After a short illness, Nicholas died on this day, December 6, somewhere between 341 and 352. His body was laid in state in his church. A sweet substance called myrrh is claimed to have flowed from him. In the eleventh century, Italians took his relics to Bari, Italy, supposedly to preserve them from Muslim invaders. That is where they remain. It is claimed that myrrh still oozes from the relics and has a special virtue to heal the sick. In Germany, Switzerland and the Netherlands, gifts are given on Nicholas's day and in the United States, on Christmas day. Russia holds him as a patron saint. In fact, on March 13, 2001 A delegation of the Catholic Archdiocese of Bari, Italy, brought a portion of the relics of St. Nicholas to the Russian Patriarch as a gesture of good will.

Bibliography:

  1. Butler, Alban. Lives of the Saints. Various editions.
  2. Fournier, Catherine. "Saint Nicholas." Domestic Church Communications, Ltd. http://www.domestic-church.com/CONTENT.DCC/ 19981101/SAINTS/nicholas.htm
  3. Ott, Michael. "St. Nicholas of Myra." Catholic Encyclopedia. New York: Robert Appleton, 1914.
  4. Scarola, Shonnie. "St.
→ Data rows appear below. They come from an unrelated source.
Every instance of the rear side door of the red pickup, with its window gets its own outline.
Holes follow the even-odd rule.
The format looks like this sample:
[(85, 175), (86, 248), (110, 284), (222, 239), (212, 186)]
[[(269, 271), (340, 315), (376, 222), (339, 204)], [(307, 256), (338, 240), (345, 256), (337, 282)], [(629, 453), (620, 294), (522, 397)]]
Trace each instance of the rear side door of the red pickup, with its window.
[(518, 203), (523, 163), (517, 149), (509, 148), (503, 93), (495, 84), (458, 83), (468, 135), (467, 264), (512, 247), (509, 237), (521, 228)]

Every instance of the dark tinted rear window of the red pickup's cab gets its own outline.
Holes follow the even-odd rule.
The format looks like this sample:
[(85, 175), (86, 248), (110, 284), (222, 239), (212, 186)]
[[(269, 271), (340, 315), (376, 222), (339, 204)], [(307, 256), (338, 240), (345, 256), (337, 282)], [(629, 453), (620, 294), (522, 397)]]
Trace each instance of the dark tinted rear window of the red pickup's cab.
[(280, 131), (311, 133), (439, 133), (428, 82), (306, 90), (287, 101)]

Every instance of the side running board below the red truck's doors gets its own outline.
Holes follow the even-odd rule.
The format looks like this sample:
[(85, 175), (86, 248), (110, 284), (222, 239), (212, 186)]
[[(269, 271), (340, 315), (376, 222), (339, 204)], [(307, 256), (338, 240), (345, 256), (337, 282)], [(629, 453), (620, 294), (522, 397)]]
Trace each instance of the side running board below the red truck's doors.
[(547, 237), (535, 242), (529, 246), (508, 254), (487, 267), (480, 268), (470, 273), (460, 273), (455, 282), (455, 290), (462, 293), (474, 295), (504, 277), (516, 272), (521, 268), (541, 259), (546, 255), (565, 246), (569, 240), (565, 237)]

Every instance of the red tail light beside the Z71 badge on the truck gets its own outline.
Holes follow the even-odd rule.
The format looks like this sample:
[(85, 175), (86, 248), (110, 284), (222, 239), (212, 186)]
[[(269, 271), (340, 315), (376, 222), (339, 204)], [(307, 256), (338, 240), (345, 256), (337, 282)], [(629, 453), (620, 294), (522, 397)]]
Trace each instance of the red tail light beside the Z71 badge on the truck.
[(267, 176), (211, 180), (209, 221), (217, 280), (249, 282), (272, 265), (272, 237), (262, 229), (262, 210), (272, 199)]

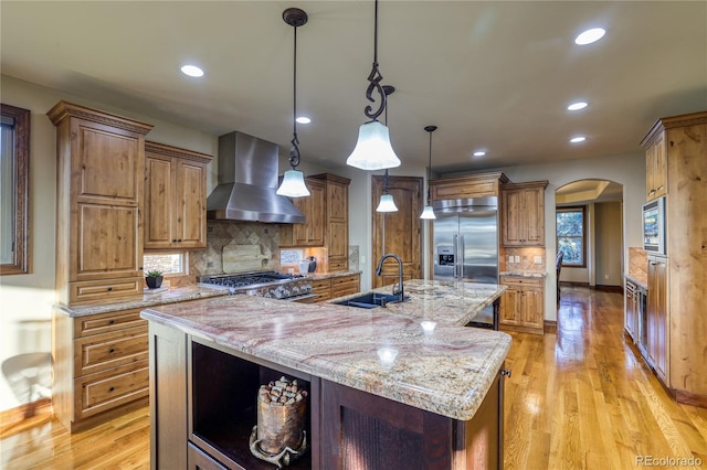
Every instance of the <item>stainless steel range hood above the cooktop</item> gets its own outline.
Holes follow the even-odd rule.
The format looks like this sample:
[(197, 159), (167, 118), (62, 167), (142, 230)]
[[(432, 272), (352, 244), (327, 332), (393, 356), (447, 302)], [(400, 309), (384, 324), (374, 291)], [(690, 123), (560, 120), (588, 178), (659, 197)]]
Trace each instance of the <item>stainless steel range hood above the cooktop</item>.
[(276, 143), (231, 132), (219, 137), (219, 184), (207, 199), (207, 217), (303, 224), (305, 216), (277, 195)]

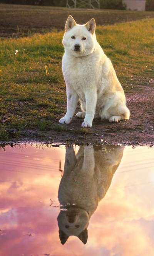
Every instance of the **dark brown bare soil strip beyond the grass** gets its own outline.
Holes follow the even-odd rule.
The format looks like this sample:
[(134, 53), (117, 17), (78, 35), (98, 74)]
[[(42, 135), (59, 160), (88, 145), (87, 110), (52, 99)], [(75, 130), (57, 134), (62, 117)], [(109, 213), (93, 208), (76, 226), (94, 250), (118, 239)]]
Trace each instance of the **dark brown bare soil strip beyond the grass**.
[(36, 32), (45, 33), (54, 28), (64, 29), (69, 15), (73, 15), (80, 24), (95, 18), (97, 25), (154, 18), (154, 12), (0, 4), (0, 36), (17, 38)]

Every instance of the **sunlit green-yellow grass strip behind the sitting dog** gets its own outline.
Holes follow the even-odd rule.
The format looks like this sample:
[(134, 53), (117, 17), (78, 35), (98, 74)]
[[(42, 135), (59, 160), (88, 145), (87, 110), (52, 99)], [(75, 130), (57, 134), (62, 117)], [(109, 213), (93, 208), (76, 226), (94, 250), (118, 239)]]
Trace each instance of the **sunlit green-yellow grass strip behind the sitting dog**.
[[(97, 27), (97, 39), (125, 92), (139, 91), (153, 78), (153, 30), (154, 19)], [(57, 125), (66, 110), (62, 36), (63, 31), (54, 30), (0, 39), (0, 140), (12, 128), (66, 131)]]

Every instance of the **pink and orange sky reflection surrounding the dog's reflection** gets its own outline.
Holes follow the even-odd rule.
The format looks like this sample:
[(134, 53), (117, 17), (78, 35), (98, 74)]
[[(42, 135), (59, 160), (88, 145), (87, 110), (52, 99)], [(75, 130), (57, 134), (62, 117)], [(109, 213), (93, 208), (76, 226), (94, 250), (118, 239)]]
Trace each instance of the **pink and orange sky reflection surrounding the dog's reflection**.
[[(153, 256), (153, 149), (124, 149), (112, 184), (90, 219), (88, 241), (59, 241), (57, 191), (65, 147), (0, 150), (0, 255)], [(50, 199), (55, 202), (50, 206)]]

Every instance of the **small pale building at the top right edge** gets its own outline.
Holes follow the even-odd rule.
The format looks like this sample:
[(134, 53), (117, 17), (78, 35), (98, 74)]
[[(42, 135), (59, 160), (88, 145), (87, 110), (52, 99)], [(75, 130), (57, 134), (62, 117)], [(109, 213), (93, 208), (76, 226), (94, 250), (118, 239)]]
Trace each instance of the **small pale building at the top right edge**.
[(123, 3), (126, 4), (127, 10), (146, 10), (146, 0), (123, 0)]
Nicholas Day." Domestic Church Communications, Ltd. http://www.domestic-church.com/CONTENT.DCC/ 19981101/SAINTS/nicholas.htm.
  5. "The Life of The Holy Hierarch and Wonderworker Nicholas Archbishop Of Myra in Lycia." St. Columba Press. http://www.stmichael.org/Nicholas/ StNich.html
  6. "The Saint Nicholas Page." http://www.geocities.com/Athens/7175/ stnich-page.html.
  7. Veith, Gene Edward. "Slappy holiday; Why not take the Santa Claus tradition a little further?" World. (December 24, 2005): p. 22.